Our patients are always very interested in students. They want them to learn well; they want them to do well. They want them to become exceptional Nebraska family physicians. I see how disappointed the patients are when they come to the office expecting to see their favorite student, only to learn that she has moved on. Patients still ask me about students, years after they have graduated. This is especially true when the student was involved in a family crisis or a family joy such as a birth or a triumph over a serious disease.
You wouldn’t think that something as serious as teaching young people how to be good doctors would provide opportunities for laughter, but the truth is, something funny happens nearly every day. Here are some examples:
We’ve had students (more than one) put a cast on the wrong arm. Or put a blue cast on a little bitty girl dressed in pink who is sobbing. The student thinks she is crying because her arm hurts, but in actuality, she is crying because she wanted a pink cast!
Fremont Health Center is not a big place, but we had a student who could not remember where to park, even after being shown numerous times. In the last week of the rotation, the security guards were threatening to tow.
One time, after a student had completed his first pap smear, the staff member moved the provider’s stool out of the way. The student wasn’t aware that the stool had been moved, and plopped down on the floor!
I asked a student to put a UNA boot on a patient’s foot. When I came into the exam room, there was a blue shoe bootie on the injured foot!
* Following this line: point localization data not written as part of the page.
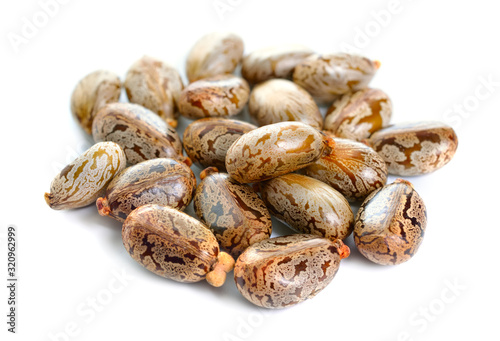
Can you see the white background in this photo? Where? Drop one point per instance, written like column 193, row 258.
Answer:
column 435, row 57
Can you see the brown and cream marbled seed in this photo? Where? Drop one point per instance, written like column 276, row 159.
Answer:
column 93, row 92
column 274, row 150
column 233, row 211
column 81, row 182
column 164, row 182
column 281, row 272
column 280, row 100
column 217, row 96
column 358, row 114
column 415, row 148
column 207, row 140
column 390, row 224
column 308, row 206
column 273, row 62
column 352, row 168
column 214, row 54
column 174, row 245
column 156, row 86
column 326, row 77
column 141, row 133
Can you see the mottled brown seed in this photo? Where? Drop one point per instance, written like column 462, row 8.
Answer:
column 390, row 224
column 352, row 168
column 174, row 245
column 281, row 272
column 85, row 179
column 93, row 92
column 217, row 96
column 164, row 182
column 415, row 148
column 280, row 100
column 156, row 86
column 357, row 115
column 274, row 150
column 308, row 206
column 214, row 54
column 326, row 77
column 207, row 140
column 141, row 133
column 273, row 62
column 233, row 211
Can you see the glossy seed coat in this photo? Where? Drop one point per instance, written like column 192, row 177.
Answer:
column 326, row 77
column 164, row 182
column 217, row 96
column 415, row 148
column 308, row 206
column 81, row 182
column 173, row 245
column 233, row 211
column 273, row 62
column 280, row 100
column 274, row 150
column 281, row 272
column 352, row 168
column 357, row 115
column 156, row 86
column 214, row 54
column 390, row 224
column 93, row 92
column 141, row 133
column 207, row 140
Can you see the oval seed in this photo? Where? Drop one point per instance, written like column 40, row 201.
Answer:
column 85, row 179
column 281, row 272
column 174, row 245
column 390, row 224
column 159, row 181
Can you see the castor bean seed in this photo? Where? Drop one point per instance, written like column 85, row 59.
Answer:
column 164, row 182
column 93, row 92
column 141, row 133
column 352, row 168
column 415, row 148
column 174, row 245
column 308, row 206
column 85, row 179
column 274, row 150
column 280, row 100
column 281, row 272
column 390, row 224
column 357, row 115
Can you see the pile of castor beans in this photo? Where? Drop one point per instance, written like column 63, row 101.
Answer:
column 303, row 169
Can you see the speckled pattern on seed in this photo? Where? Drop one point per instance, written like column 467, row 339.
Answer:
column 93, row 92
column 233, row 211
column 274, row 150
column 390, row 224
column 217, row 96
column 85, row 179
column 326, row 77
column 170, row 243
column 281, row 272
column 352, row 168
column 155, row 85
column 415, row 148
column 273, row 62
column 357, row 115
column 159, row 181
column 280, row 100
column 308, row 206
column 207, row 140
column 214, row 54
column 142, row 134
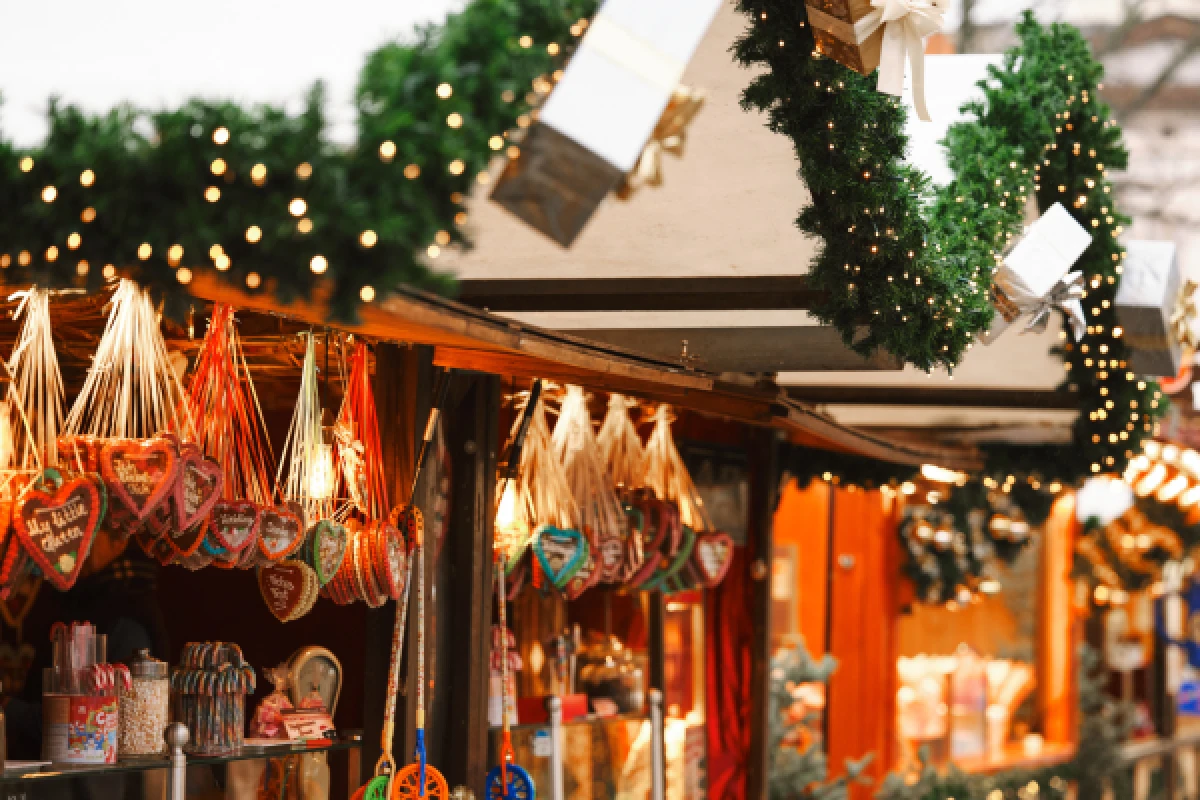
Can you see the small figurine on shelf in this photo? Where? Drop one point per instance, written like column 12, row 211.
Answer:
column 268, row 722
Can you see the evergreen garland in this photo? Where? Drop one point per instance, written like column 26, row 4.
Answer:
column 913, row 265
column 798, row 768
column 1104, row 726
column 215, row 187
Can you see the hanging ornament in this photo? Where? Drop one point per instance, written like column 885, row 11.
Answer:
column 619, row 444
column 132, row 391
column 231, row 428
column 576, row 446
column 667, row 475
column 306, row 456
column 36, row 388
column 358, row 451
column 539, row 493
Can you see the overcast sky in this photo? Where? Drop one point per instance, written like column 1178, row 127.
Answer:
column 156, row 54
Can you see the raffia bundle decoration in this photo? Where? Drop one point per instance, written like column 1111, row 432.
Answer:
column 132, row 390
column 229, row 419
column 306, row 456
column 540, row 494
column 357, row 433
column 577, row 450
column 36, row 388
column 666, row 474
column 619, row 444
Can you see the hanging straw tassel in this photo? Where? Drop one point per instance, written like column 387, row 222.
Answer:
column 307, row 458
column 229, row 420
column 132, row 391
column 619, row 444
column 36, row 386
column 667, row 475
column 576, row 447
column 540, row 494
column 359, row 453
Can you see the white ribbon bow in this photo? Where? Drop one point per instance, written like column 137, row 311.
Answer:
column 906, row 23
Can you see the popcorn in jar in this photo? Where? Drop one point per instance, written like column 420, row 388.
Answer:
column 144, row 708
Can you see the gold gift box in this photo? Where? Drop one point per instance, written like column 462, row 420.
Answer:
column 833, row 28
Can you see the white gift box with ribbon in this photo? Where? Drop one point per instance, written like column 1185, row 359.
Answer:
column 1149, row 306
column 597, row 121
column 1035, row 278
column 905, row 24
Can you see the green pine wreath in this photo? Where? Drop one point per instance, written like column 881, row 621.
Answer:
column 913, row 265
column 259, row 197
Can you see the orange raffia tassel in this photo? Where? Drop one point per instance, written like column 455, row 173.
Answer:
column 357, row 437
column 229, row 419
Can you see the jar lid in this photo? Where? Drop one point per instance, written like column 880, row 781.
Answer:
column 143, row 665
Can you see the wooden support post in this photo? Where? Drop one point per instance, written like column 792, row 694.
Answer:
column 400, row 390
column 763, row 498
column 472, row 434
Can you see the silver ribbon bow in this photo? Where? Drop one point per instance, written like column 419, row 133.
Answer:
column 1066, row 296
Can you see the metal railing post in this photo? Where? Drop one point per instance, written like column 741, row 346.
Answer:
column 555, row 708
column 658, row 749
column 177, row 782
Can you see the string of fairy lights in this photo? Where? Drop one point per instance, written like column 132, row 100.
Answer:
column 327, row 209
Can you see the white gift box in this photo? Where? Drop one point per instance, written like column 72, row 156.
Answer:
column 1146, row 301
column 597, row 121
column 1036, row 265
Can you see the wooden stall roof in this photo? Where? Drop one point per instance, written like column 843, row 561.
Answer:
column 468, row 338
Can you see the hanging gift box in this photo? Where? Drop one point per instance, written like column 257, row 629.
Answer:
column 1156, row 308
column 594, row 126
column 865, row 35
column 1035, row 278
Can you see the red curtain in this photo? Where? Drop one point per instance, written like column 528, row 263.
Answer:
column 727, row 636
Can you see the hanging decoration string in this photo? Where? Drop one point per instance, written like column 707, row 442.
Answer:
column 621, row 447
column 540, row 494
column 583, row 465
column 36, row 388
column 667, row 475
column 229, row 419
column 132, row 391
column 307, row 458
column 358, row 450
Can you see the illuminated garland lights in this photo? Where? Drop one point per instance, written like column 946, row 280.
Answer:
column 259, row 197
column 904, row 260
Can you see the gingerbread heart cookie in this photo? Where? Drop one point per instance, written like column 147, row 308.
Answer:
column 57, row 525
column 289, row 589
column 141, row 474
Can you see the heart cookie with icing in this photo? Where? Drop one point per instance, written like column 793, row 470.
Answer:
column 57, row 525
column 289, row 589
column 141, row 474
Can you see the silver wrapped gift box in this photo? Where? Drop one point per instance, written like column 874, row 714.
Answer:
column 1147, row 301
column 1035, row 278
column 598, row 119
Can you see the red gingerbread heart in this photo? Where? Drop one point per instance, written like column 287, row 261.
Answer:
column 280, row 531
column 197, row 489
column 712, row 557
column 141, row 474
column 289, row 589
column 235, row 523
column 185, row 542
column 57, row 525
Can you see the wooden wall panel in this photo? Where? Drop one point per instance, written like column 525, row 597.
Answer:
column 803, row 521
column 1059, row 633
column 864, row 589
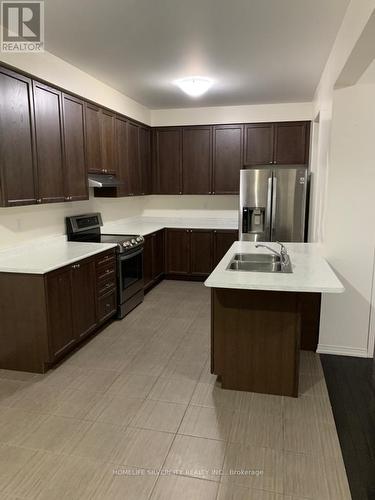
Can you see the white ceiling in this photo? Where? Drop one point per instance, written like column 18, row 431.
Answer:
column 257, row 51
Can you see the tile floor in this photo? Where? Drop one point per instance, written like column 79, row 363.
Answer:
column 138, row 401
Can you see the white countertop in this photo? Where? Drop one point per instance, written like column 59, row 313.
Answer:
column 148, row 225
column 47, row 255
column 311, row 272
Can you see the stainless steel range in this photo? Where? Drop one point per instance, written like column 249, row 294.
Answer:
column 129, row 257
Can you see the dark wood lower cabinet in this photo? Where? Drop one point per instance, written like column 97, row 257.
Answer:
column 153, row 258
column 43, row 317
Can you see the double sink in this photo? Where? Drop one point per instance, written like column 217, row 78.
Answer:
column 259, row 262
I’m generally a patient man, but sometimes the time it takes some new students to do their first suture repair in interminable. I try to encourage the student to speed things up a bit without worrying the patient by making the comment “The fibroblasts are restless.” Not always does the student crack the code, and I often get a puzzled look from both the student and the patient.
I appreciate the cultural diversity that students bring to our practice. Last fall I had the pleasure of introducing a Chinese student to Nebraska football. Seeing the pageantry of the Red Sea in Memorial Stadium through someone else’s eyes made the experience so much richer for me.
I’ve enjoyed opportunities to serve in ways other than office medicine. I’ve shared with students about our service trips to third world countries, membership on nonprofit boards, medical staff offices and our own patient safety foundation HONOReform. I hope that all of my students will find service opportunities in their careers that have been as fulfilling to them as mine have been to me.
Our own experience with medical error and the work of HONOReform has made me a better doctor because I understand both the doctor and the patient side of the relationship. I’ve learned how to accept responsibility and do the right thing, even when that is a very difficult thing to do. I try to pass these lessons on to the students. From the first day of a rotation, the student hears our story, and throughout our time together, I try to model transparency and ethical behavior in every patient encounter. I want them to become less defensive, more compassionate, and more grateful for this wonderful career as the years go by.
For all of these many gratifying experiences, I thank the students who have spent precious months of their four years of medical school with me. I thank the department of Family Practice for their confidence in me. I thank the Koefoot family for recognizing and supporting rural family physicians in Nebraska. Our work is not done, and I am eager to continue to mentor the next generation of family physicians.